Milchkonsum als Risikofaktor für Multiple Sklerose |
Christina Hohmann-Jeddi |
21.01.2025 10:30 Uhr |
Welche Faktoren beeinflussen nun diese Darm-Hirn-Achse? Hier sei vor allem die Ernährung zu nennen, so Kürten. Eine Rolle könnte dabei der Konsum von Kuhmilch spielen. Epidemiologische Daten zeigten, dass die MS-Prävalenz in Ländern mit hohem Milchkonsum höher sei als in Ländern mit niedrigem Konsum. Eine Untersuchung aus dem Jahr 1992 aus 27 Ländern ermittelte eine eindeutige, signifikante Korrelation zwischen dem Konsum von flüssiger Milch und MS-Prävalenz. Bei dem Konsum von Milchprodukten wie Butter und Sahne war die Korrelation schwächer ausgeprägt, aber immer noch signifikant (»Neuroepidemiology«, DOI: 10.1159/000110946). Die Studienautoren folgerten damals, dass in der Kuhmilch Faktoren enthalten sein könnten, die zur MS-Pathologie beitragen.
Was diese Faktoren sein könnten, hat Kürten mit ihrer Arbeitsgruppe genauer untersucht. »Die naheliegende Antwort sind Proteine wie Casein oder β-Lactoglobulin«, sagte die Medizinerin. Daher immunisierte das Team um Erstautorin Dr. Rittika Chunder Mäuse mit verschiedenen Milchproteinen, um die Auswirkungen zu beobachten (»PNAS« 2022, DOI: 10.1073/pnas.2117034119). Bei Mäusen, die mit Casein immunisiert wurden, konnten Antikörper gegen das Milchprotein ins Rückenmark eindringen und dort Schäden bewirken. Der Grund: Die Anti-Casein-Antikörper reagierten auch mit dem Myelin-assoziierten Glykoprotein (MAG), das am Aufbau der Myelinhülle um Axone von Nervenzellen beteiligt ist.

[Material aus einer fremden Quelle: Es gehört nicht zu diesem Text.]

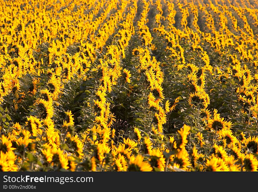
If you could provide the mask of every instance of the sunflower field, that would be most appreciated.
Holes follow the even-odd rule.
[[[258,171],[257,0],[0,5],[0,171]]]

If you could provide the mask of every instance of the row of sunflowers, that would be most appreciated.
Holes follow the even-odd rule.
[[[0,4],[0,170],[258,171],[257,0]]]

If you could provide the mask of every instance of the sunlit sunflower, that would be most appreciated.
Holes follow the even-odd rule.
[[[177,131],[180,136],[179,139],[178,145],[181,149],[184,148],[188,142],[187,139],[187,135],[190,133],[191,127],[190,126],[184,124],[183,127]]]
[[[215,116],[208,121],[208,127],[211,130],[218,131],[223,129],[228,129],[227,122],[223,117]]]
[[[150,164],[154,170],[155,167],[158,168],[159,171],[164,171],[165,170],[166,159],[163,154],[159,148],[153,149],[149,154]]]
[[[204,91],[195,92],[190,94],[188,102],[191,106],[194,106],[206,109],[210,104],[210,97]]]
[[[237,142],[237,138],[233,135],[232,131],[229,129],[222,129],[218,132],[219,140],[225,139],[228,147]]]
[[[54,114],[54,108],[52,105],[42,99],[37,100],[34,105],[37,105],[38,108],[40,119],[51,118]]]
[[[249,150],[258,154],[258,137],[249,137],[246,140],[245,144]]]
[[[151,171],[152,170],[147,161],[144,161],[144,157],[138,155],[136,157],[131,156],[127,170],[129,171]]]
[[[8,137],[6,137],[4,135],[2,135],[1,142],[0,151],[4,154],[6,154],[9,151],[12,151],[15,149],[15,148],[12,147],[12,144],[11,141],[9,140]]]
[[[253,155],[248,153],[245,157],[243,166],[246,171],[257,171],[258,169],[258,161]]]
[[[136,127],[134,128],[133,131],[136,134],[137,140],[138,142],[139,142],[142,139],[141,132],[139,130],[139,129]]]
[[[35,95],[37,92],[37,85],[39,82],[39,79],[36,79],[33,80],[30,86],[29,87],[28,92],[33,95]]]
[[[123,79],[125,80],[126,82],[130,83],[131,82],[131,80],[130,78],[132,76],[132,75],[130,73],[130,71],[126,68],[124,69],[123,70]]]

Bei Multipler Sklerose greift das Immunsystem die Myelinscheide um die Nervenfortsätze (Axone) bestimmter Neuronen an. / © Getty Images/Stocktrek Images
Ist dieser Mechanismus auch bei Menschen relevant? Bei weiterführenden Untersuchungen zeigte sich, dass MS-Patienten tatsächlich signifikant höhere Anti-Casein-Antikörpertiter aufwiesen als Gesunde. Dabei stellte sich auch heraus, dass stärkere Antworten gegen Casein mit einer höheren Reaktivität gegen ZNS-Antigene einhergingen. In neuesten Studien konnte die Arbeitsgruppe zeigen, dass Ähnliches auch für das ENS im Darm gilt. Eine gewisse Subpopulation von MS-Patienten könnte daher von einem Verzicht auf Milch profitieren.
»Schon länger war bekannt, dass ein anderes Milchprotein, nämlich Butyrophilin, mit dem Myelin-Oligodendrozyten-Glykoprotein (MOG) kreuzreagiert«, informierte Kürten. Zwischen den beiden Molekülen bestehe eine deutliche Sequenzähnlichkeit. Antikörper gegen MOG erkennen entsprechend auch das Milchprotein und umgekehrt.
In weiteren Studien zeigte sich, dass die Reaktivität nicht auf Kuhmilch beschränkt ist. MS-Patienten reagierten auch Schaf- und Ziegenmilch, berichtete Kürten. Vegane Alternativen zeigten sich dagegen nicht immunologisch aktiv. Weitere Studien seien nötig, um die Kreuzreaktivität genauer zu untersuchen und um zu testen, ob eine milchfreie Diät eine MS-Erkrankung beeinflussen kann.